In the novel surgical technique HyPER that is a combination of the laparoscopic and open approach described by Szczepkowski in 2015, the ostomy bowel is freed and delivered through a hole in the DynaMesh-IPST mesh, which is then placed intraperitoneally. It consists of four main steps: 1 – laparoscopic stage; 2 – open stage; 3 – re-conversion to laparoscopic approach; 4 – final, open stage with neo-stoma formation. This procedure was carried out on twelve patients with colostomies; the mean follow-up time was 13.5 months and not a single case of hernia recurrence was reported [58].
Surgical prophylaxis
Given that the construction of a stoma invariably results in the artificial weakening of the abdominal wall, in recent years a number of studies have appeared which describe the potential benefits of the prophylactic use of a prosthetic mesh when constructing the stoma itself.

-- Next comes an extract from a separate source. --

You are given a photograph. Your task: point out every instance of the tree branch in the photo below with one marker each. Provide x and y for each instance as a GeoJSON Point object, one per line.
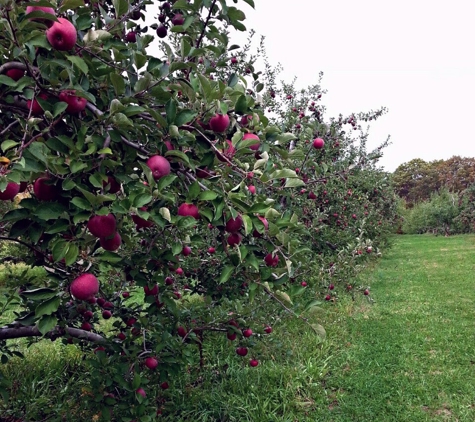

In the case of open surgery, the mesh is implanted preperitoneally, and in the case of laparoscopy, intraperitoneal implantation is preferred [13, 32, 57]. Meta-analyses of randomised studied performed until the end of 2016 with the aim of assessing the effectiveness of prophylactic prosthetic implantation during stoma construction revealed that the prophylactic approach can potentially significantly reduce the risk of parastomal hernia and does not entail complications related to the presence of the mesh itself [59, 60]. However, the authors of one of the mentioned meta-analyses emphasized that before any conclusions are reached, one must account for the fact that the studies analysed varied considerably in terms of the employed methods and the type of stoma constructed, and that the studied patient populations were relatively small and observed over relatively short periods of time [60].
Recapitulation
It seems that to the best of modern medical knowledge, the most advantageous method of parastomal hernia correction is whichever the attending surgeon feels the most experienced with, while also being individually adapted to the needs of particular patients, their respective condition and coexisting complications. The general rule of thumb is that reinforcement of the abdominal wall with a prosthetic is the method of choice, as it promises good results and low incidence of complications or recurrence over long periods of time. The modern trend entails the use of light materials with large pores and low density. Nowadays, only the presence of a severe local parastomal septic process in a high-risk patient may be treated as a contraindication for mesh implantation and indication for performing a fast, local procedure. Local access is preferred in urgent cases and laparotomy in patients with other coexisting abdominal conditions. Laparoscopy should only be considered by adequately experienced surgeons. In the case of elective procedures in high-risk patients one should consider local parastomal hernia repair with prosthetic mesh, while laparotomy might be advised if parastomal hernia is associated with a concomitant incisional hernia. In such cases, laparoscopy is considered as an equally effective and safe alternative, in particular the modified Sugarbaker technique [55].
Conflict of interest
The authors declare no conflict of interest.